I cannot tell the family of Mughees and Muneeb Butt that we lost ourselves as a nation, that we bow down to a God five times a day, but can just as easily take away two lives that he brought into this world in a flash of mob delirium. We are armed with harsh criticism for the US, for their capitalist appetite and insatiable desire to take over the Muslim world. But if such a thing happened in the US, not a single person would stand by and watch. I say this with the utmost conviction. Yet, we move on with our lives. We watch the news, pause for a moment of grief, and carry on.


The flogging of a woman broadcast all over YouTube in early 2009 steered us towards the tumour of radical Islam growing rampant in the bowels of our nation. We shouted for freedom. We would not stand by and watch our country fall into the hands of terrorists. “They are not Pakistani,” we told the rest of the world, “We don’t stand for this.” Today, in New York, we are embroiled in a bigger debate. We fight for a Muslim community centre, one that preaches interfaith dialogue and the prosperity of a peaceful Islam. “Let there be an emblem of moderation; let this be a symbol of the real Islam,” we shout. We beg the world to give us room to redefine ourselves, to erase the memory of the Islam the world saw on September 11. But I have one question for you, Pakistan: What kind of Islam did you represent in Sialkot? Whose badge were you wearing, half-starved, as the country drowned in the month of Ramazan? And what do you say in your prayers to God when you watched two teenage boys hanging upside by their feet, strung like animals?
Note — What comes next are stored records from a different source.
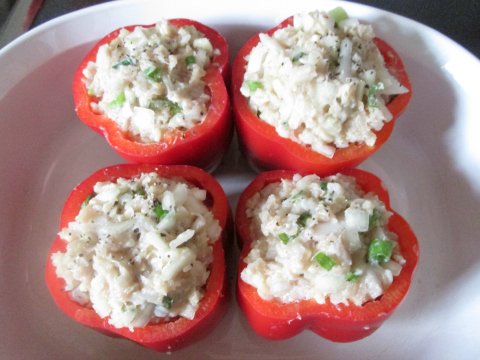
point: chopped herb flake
(302, 219)
(325, 261)
(351, 276)
(119, 100)
(154, 73)
(160, 212)
(159, 104)
(379, 251)
(125, 62)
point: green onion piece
(373, 219)
(159, 104)
(325, 261)
(372, 94)
(189, 60)
(87, 200)
(297, 196)
(119, 100)
(302, 219)
(338, 14)
(351, 276)
(160, 212)
(154, 73)
(298, 56)
(167, 302)
(124, 62)
(284, 238)
(140, 191)
(254, 85)
(324, 185)
(379, 251)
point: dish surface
(431, 166)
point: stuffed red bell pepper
(157, 93)
(140, 254)
(325, 254)
(317, 93)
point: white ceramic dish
(431, 166)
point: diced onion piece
(357, 219)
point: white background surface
(431, 165)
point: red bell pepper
(203, 145)
(267, 150)
(340, 323)
(180, 331)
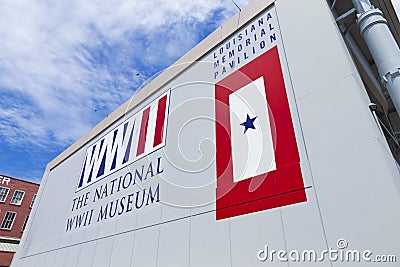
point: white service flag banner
(251, 135)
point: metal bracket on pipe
(340, 19)
(390, 75)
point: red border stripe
(143, 131)
(159, 132)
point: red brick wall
(21, 210)
(5, 258)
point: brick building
(16, 201)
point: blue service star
(249, 123)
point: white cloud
(61, 60)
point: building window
(3, 193)
(26, 221)
(33, 200)
(8, 220)
(17, 197)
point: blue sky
(65, 65)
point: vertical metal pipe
(382, 45)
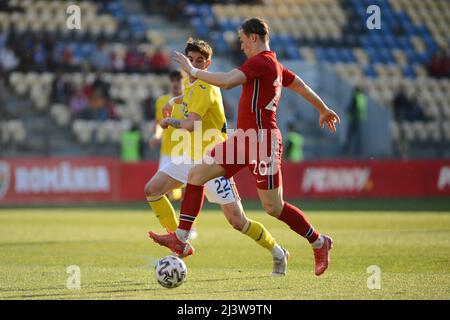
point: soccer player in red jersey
(257, 144)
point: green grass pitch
(116, 259)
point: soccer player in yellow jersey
(161, 136)
(204, 118)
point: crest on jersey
(4, 178)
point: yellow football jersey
(178, 113)
(205, 100)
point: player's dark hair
(175, 75)
(200, 46)
(257, 26)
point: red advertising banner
(73, 180)
(50, 180)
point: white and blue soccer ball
(170, 271)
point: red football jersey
(262, 91)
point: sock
(257, 232)
(318, 243)
(297, 221)
(164, 212)
(191, 206)
(175, 195)
(182, 235)
(277, 252)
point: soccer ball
(170, 272)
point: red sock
(191, 206)
(297, 221)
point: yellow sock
(176, 194)
(164, 212)
(259, 233)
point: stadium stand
(74, 91)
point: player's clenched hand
(167, 110)
(184, 62)
(329, 117)
(154, 142)
(164, 123)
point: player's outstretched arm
(224, 80)
(327, 115)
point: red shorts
(261, 153)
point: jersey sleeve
(253, 68)
(202, 99)
(288, 77)
(158, 108)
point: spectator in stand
(79, 105)
(357, 115)
(415, 111)
(101, 85)
(134, 60)
(159, 61)
(99, 59)
(39, 55)
(439, 65)
(117, 61)
(8, 59)
(60, 89)
(67, 61)
(401, 105)
(98, 105)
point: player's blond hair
(200, 46)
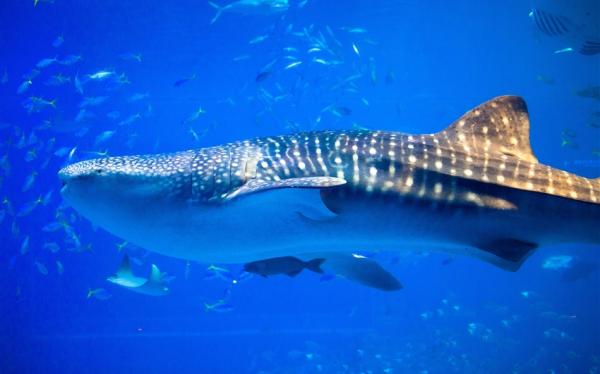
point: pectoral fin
(257, 185)
(506, 253)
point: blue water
(416, 68)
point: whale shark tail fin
(499, 126)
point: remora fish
(474, 188)
(153, 286)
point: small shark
(475, 188)
(155, 285)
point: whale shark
(475, 188)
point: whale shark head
(118, 190)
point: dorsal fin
(499, 126)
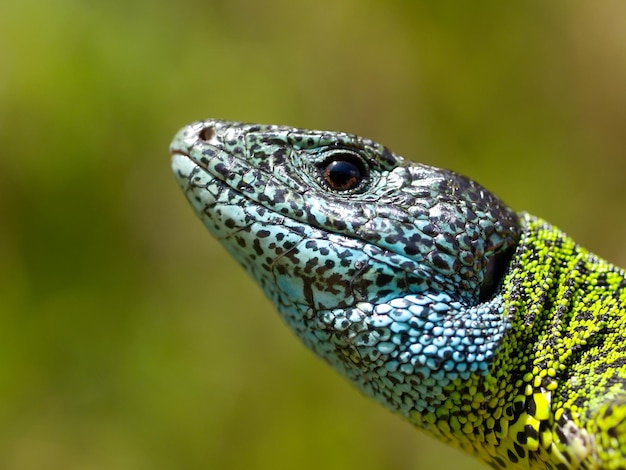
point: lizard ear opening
(494, 273)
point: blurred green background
(128, 340)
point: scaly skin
(492, 331)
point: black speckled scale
(492, 331)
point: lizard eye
(494, 272)
(343, 171)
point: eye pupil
(343, 174)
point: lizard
(491, 330)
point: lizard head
(373, 260)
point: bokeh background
(128, 340)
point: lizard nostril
(207, 133)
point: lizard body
(490, 330)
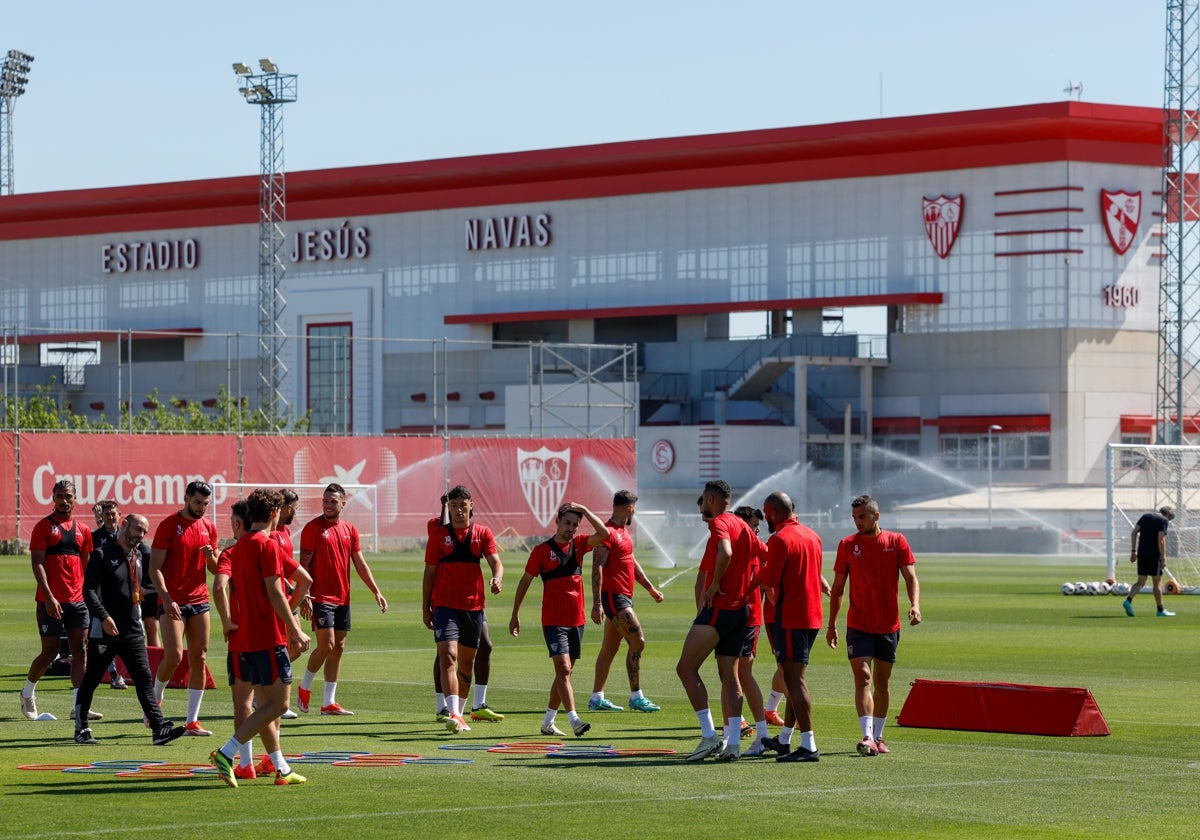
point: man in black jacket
(111, 591)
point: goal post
(361, 508)
(1143, 478)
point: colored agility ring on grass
(49, 767)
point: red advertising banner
(407, 474)
(143, 473)
(517, 484)
(7, 486)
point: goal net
(1143, 479)
(360, 510)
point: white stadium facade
(1014, 252)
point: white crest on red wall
(1122, 213)
(544, 480)
(942, 216)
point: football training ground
(987, 618)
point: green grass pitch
(987, 618)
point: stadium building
(1014, 252)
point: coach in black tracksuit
(111, 591)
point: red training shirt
(873, 568)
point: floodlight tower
(1179, 306)
(13, 78)
(270, 90)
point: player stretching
(183, 551)
(613, 571)
(328, 547)
(453, 600)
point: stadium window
(330, 382)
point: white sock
(232, 749)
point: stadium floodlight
(991, 429)
(13, 78)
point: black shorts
(459, 625)
(564, 640)
(613, 603)
(882, 646)
(1150, 567)
(793, 646)
(331, 617)
(150, 605)
(264, 667)
(731, 628)
(189, 610)
(75, 617)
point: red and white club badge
(1122, 213)
(942, 217)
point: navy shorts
(731, 628)
(189, 610)
(75, 617)
(1150, 567)
(150, 605)
(331, 617)
(264, 667)
(861, 645)
(564, 640)
(793, 646)
(459, 625)
(613, 603)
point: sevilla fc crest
(544, 480)
(1121, 211)
(942, 217)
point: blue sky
(141, 93)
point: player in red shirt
(183, 552)
(329, 545)
(721, 623)
(453, 600)
(613, 573)
(59, 549)
(793, 573)
(262, 627)
(873, 559)
(559, 563)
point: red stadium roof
(995, 137)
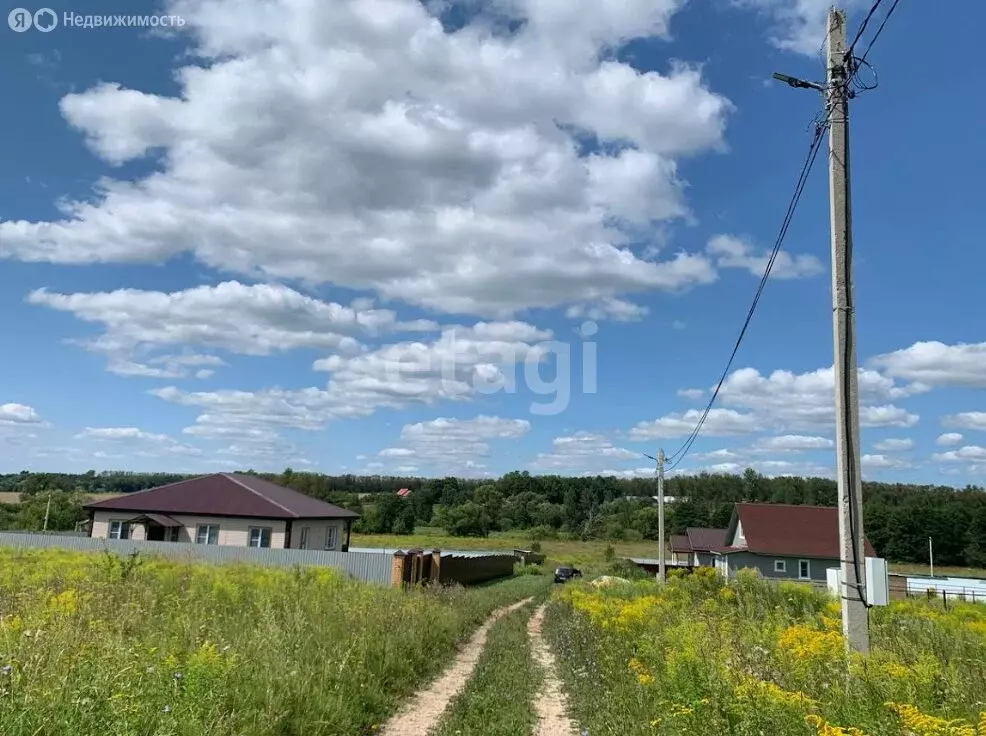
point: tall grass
(699, 656)
(92, 644)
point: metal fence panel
(367, 566)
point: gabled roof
(705, 540)
(679, 543)
(225, 494)
(788, 531)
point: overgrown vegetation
(700, 656)
(497, 700)
(899, 517)
(100, 644)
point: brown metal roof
(784, 530)
(156, 518)
(679, 543)
(704, 540)
(226, 494)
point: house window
(804, 569)
(207, 534)
(260, 536)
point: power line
(862, 29)
(676, 457)
(879, 30)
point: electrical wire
(879, 30)
(862, 29)
(676, 457)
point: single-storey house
(695, 546)
(782, 541)
(681, 551)
(230, 509)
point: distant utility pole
(662, 568)
(47, 511)
(855, 624)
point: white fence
(363, 565)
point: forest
(899, 517)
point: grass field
(590, 554)
(700, 657)
(93, 644)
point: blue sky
(336, 239)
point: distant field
(12, 497)
(587, 554)
(591, 554)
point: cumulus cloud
(618, 310)
(18, 414)
(797, 25)
(455, 445)
(949, 439)
(575, 452)
(936, 364)
(793, 443)
(719, 423)
(139, 442)
(975, 420)
(731, 252)
(440, 194)
(894, 445)
(248, 320)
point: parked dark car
(563, 574)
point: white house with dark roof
(225, 509)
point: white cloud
(731, 252)
(440, 193)
(894, 445)
(965, 454)
(793, 443)
(579, 450)
(145, 444)
(936, 364)
(719, 423)
(882, 462)
(455, 445)
(975, 420)
(18, 414)
(798, 25)
(618, 310)
(802, 401)
(249, 320)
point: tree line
(899, 517)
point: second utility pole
(851, 550)
(662, 570)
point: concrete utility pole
(662, 568)
(855, 625)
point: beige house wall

I have never felt more broken then I did watching the camera footage on my laptop. Submerged in monsoon rains, scarred from corruption, hungry and starved, we took more lives instead of preserving them. There is no deeper bottom to hit; this episode threatens anarchy of history book proportions. On August 15, one day after thousands gave up their lives for the independence of this very country, I was ashamed to call myself a Pakistani. I was ashamed because in that one minute clip, I lost my strongest weapon — the hope that our shared human experiences could continue to bind us together as a nation.

Published in The Express Tribune, September 6th, 2010.